Bisogna constatare, non senza rammarico, che tanto il precedente governo quanto quello attuale hanno praticato una riduzione degli stanziamenti al Fondo Nazionale, portando le risorse disponibili da 290 milioni di euro nel 2007, ai 250 nel 2008, fino ai 171 nel 2009.

 

Dato già di per sé sconfortante, al quale si aggiungono ulteriori fattori aggravanti: l’8% di tassa regionale Irap ed il 25 di Inps, che gravano entrambe sul medesimo e sempre più esiguo fondo. E’ facile comprendere come da una totalità di risorse destinate al solo avvio dei giovani, con una piccola quota destinata al funzionamento dell’UNSC ed un’altra alla formazione dei volontari, si possa oggi ragionare su un fondo già decurtato a monte del 33% per le sole tasse previdenziali. A questa prima decurtazione si aggiunge poi anche il taglio del Fondo Nazionale per il quale sono stati stanziati come anzi detto, nella finanziaria attualmente in discussione, 80 milioni di euro in meno, pari ad un’ulteriore decurtazione del 33%. 

Da questa prima considerazione possiamo iniziare a ragionare su possibilità e necessità di un sistema complesso e in evidente crisi.

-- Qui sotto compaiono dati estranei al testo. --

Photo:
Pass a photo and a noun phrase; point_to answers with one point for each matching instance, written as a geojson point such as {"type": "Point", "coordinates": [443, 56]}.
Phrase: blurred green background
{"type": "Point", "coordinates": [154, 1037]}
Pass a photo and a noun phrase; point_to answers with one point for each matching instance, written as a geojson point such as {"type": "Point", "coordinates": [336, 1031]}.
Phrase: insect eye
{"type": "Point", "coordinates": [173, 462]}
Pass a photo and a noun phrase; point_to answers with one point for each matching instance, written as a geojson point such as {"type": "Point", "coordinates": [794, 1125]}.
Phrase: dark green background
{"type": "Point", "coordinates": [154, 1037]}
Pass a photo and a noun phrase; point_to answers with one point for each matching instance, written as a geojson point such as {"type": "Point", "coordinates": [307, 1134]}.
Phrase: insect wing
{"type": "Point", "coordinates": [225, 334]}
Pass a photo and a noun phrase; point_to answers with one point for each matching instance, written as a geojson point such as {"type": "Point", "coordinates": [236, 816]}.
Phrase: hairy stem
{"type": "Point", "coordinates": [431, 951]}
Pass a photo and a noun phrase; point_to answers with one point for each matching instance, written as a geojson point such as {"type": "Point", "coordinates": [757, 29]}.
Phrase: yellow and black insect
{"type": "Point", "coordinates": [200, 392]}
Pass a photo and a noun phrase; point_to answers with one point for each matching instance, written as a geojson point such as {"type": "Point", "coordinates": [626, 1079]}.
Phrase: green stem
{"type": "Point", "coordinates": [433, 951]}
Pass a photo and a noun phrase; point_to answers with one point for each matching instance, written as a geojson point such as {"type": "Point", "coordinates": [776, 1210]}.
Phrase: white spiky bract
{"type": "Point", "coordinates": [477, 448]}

La più immediata soluzione alla scarsità di risorse economiche sembrerebbe quella di un rimpinguamento del fondo nazionale attraverso un maggior stanziamento in finanziaria. Strada che non si può pensare di tralasciare e sulla quale il fronte degli enti nazionali è sicuramente impegnato con le attività e gli strumenti che gli sono propri, ovvero sensibilizzando il parlamento. Altra soluzione è la compartecipazione delle regioni al fondo nazionale, mediante lo stanziamento nelle finanziarie regionali di fondi destinati al Servizio Civile Nazionale, non già all’istituzione di un complementare servizio civile regionale.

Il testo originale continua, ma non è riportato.